Monday, July 6, 2020

Tracy Clark

Tracy Clark is a native Chicagoan who writes mysteries set in her hometown while working as an editor in the newspaper industry. She is a graduate of Mundelein College, where she earned a Bachelor of Arts degree, and the University of Illinois at Chicago, where she earned her MA.

Since reading her first Nancy Drew mystery, Clark has dreamed of crafting mysteries of her own, mysteries that feature strong, intelligent, independent female characters, and those who share their world. Cass Raines, ex-cop turned intrepid PI, is such a character.

Clark's latest novel is What You Don’t See.

My Q&A with the author:

How much work does your title do to take readers into the story?
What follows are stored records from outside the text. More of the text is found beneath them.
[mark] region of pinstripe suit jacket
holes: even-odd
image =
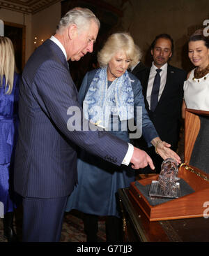
[[[70,194],[77,183],[76,145],[121,164],[127,143],[105,131],[68,129],[68,108],[76,106],[81,111],[82,108],[65,56],[51,40],[26,63],[19,104],[14,182],[15,191],[23,197],[53,198]]]

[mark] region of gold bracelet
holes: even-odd
[[[159,155],[159,153],[158,153],[158,152],[157,152],[157,144],[159,144],[159,143],[162,143],[162,141],[161,140],[160,140],[160,141],[157,141],[156,142],[155,145],[155,153],[156,153],[156,154],[157,154],[157,155]]]

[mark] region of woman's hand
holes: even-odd
[[[162,141],[159,137],[155,138],[151,143],[155,147],[156,153],[160,155],[164,160],[167,158],[173,158],[178,164],[180,164],[181,159],[176,152],[170,148],[171,144]]]

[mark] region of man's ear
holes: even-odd
[[[75,24],[72,24],[68,27],[68,36],[70,39],[75,38],[77,35],[77,28]]]

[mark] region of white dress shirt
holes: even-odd
[[[64,46],[61,44],[61,43],[54,36],[52,36],[49,39],[53,41],[53,42],[55,43],[61,48],[61,50],[63,52],[63,54],[65,56],[65,58],[67,59],[66,51],[65,51]]]
[[[167,63],[166,63],[165,64],[162,66],[162,67],[160,68],[160,69],[162,69],[162,71],[160,71],[160,90],[159,90],[158,101],[160,99],[160,97],[161,97],[161,95],[162,94],[162,92],[164,90],[165,84],[167,83],[167,68],[168,68],[168,64]],[[150,69],[150,76],[149,76],[149,80],[148,80],[148,84],[147,91],[146,91],[146,99],[147,99],[148,103],[149,104],[149,108],[150,109],[151,93],[152,93],[152,90],[153,90],[153,87],[155,77],[155,75],[157,73],[156,69],[157,69],[158,68],[156,66],[154,65],[154,62],[153,62],[153,65],[152,65],[151,69]]]
[[[63,47],[63,45],[61,44],[61,43],[54,36],[52,36],[49,39],[52,40],[54,43],[56,43],[61,48],[61,50],[63,52],[63,54],[65,56],[65,58],[67,59],[66,51],[65,51],[65,49]],[[127,149],[127,153],[122,162],[122,164],[127,165],[127,166],[129,165],[129,164],[130,162],[130,159],[133,155],[133,153],[134,153],[134,146],[133,146],[133,145],[128,143],[128,149]]]

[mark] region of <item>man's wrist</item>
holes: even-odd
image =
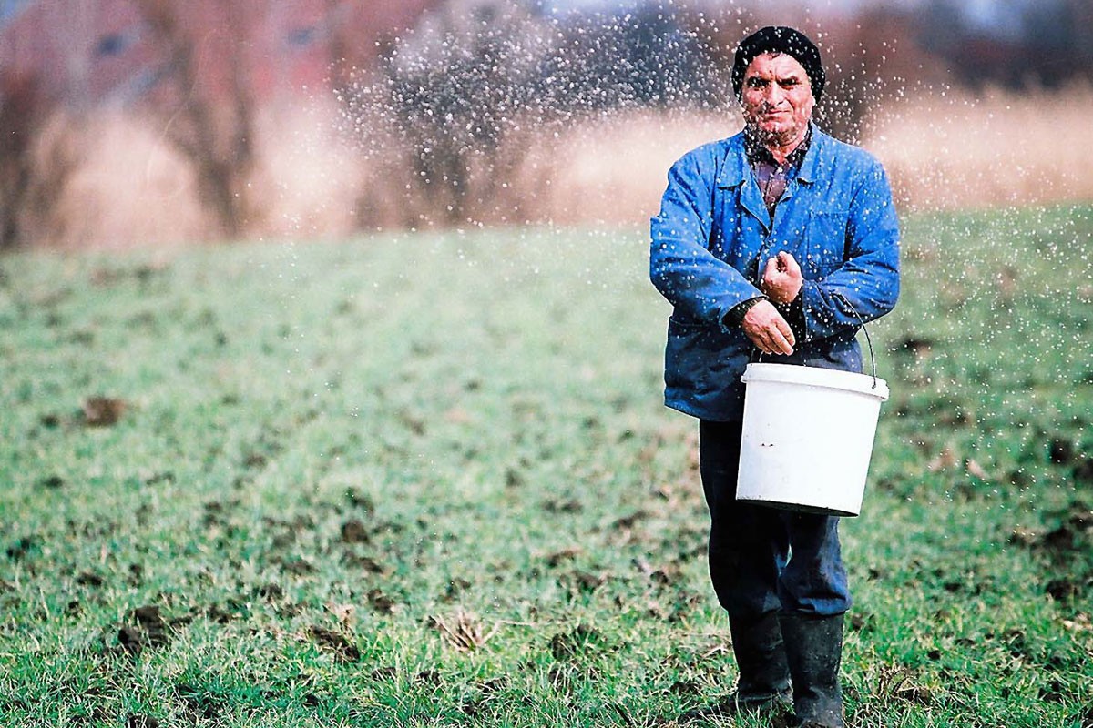
[[[756,296],[755,298],[749,298],[747,301],[737,303],[729,309],[727,314],[725,314],[725,319],[729,325],[740,326],[744,322],[744,317],[748,314],[748,311],[750,311],[751,308],[760,301],[765,300],[767,300],[766,296]]]

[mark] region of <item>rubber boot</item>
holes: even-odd
[[[788,704],[789,666],[777,612],[757,619],[729,618],[740,679],[731,702],[737,711]]]
[[[843,656],[843,616],[783,614],[781,633],[794,681],[797,725],[843,728],[838,665]]]

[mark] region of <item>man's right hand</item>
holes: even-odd
[[[763,354],[794,353],[797,343],[794,331],[771,301],[760,301],[748,309],[740,325]]]

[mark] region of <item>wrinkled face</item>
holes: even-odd
[[[767,144],[785,146],[804,136],[815,98],[804,67],[788,53],[756,56],[740,92],[744,121]]]

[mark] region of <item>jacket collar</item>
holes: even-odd
[[[820,166],[820,158],[824,156],[831,138],[820,131],[813,122],[809,122],[812,128],[812,141],[809,151],[804,154],[797,168],[797,181],[811,184],[815,181],[816,171]],[[748,151],[745,147],[744,132],[741,131],[728,140],[728,148],[725,153],[725,163],[717,175],[717,186],[721,188],[740,187],[745,180],[751,178],[751,164],[748,162]]]

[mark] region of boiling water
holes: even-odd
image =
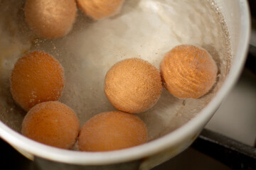
[[[164,89],[155,106],[137,114],[147,125],[149,140],[195,117],[228,73],[228,31],[211,1],[126,1],[119,14],[100,21],[79,11],[72,31],[54,40],[38,38],[28,28],[23,4],[0,1],[0,119],[18,132],[26,113],[11,98],[9,76],[17,59],[31,50],[43,50],[62,64],[66,84],[60,101],[75,111],[82,125],[97,113],[115,110],[104,93],[105,76],[115,62],[139,57],[159,68],[176,45],[191,44],[207,50],[218,67],[216,84],[198,99],[178,99]]]

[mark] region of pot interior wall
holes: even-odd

I’ve been lucky so far in choosing titles that my publisher hasn’t wanted to change. A lot of thought went into each of them and each title hints very clearly at what readers will find inside the book, once they flip back the cover (fingers crossed) and dig in. Broken Places refers directly to the main character’s state of being at the start of that story. When we meet Cass Raines she is battered, broken, at a loss, but not defeated. The title’s from a Hemingway quote: “The world breaks everyone and afterwards many are strong at the broken places.” That’s Cass, strong at the broken places. In Borrowed Time, book two in the series, the title is more about the case she’s investigating, and after readers have finished reading, why I selected it becomes clear. What You Don’t See, book three, well, that title does double duty pinging off, I think artfully, both the main and subplot. I think a book starts at the title and cover. Those are grabs one and two. The first page is grab three. If you make it past those points, you’ve got a good shot at holding your reader to take them along on your journey. At least that’s always my hope.

What's in a name?


How surprised would your teenage reader self be by your new novel?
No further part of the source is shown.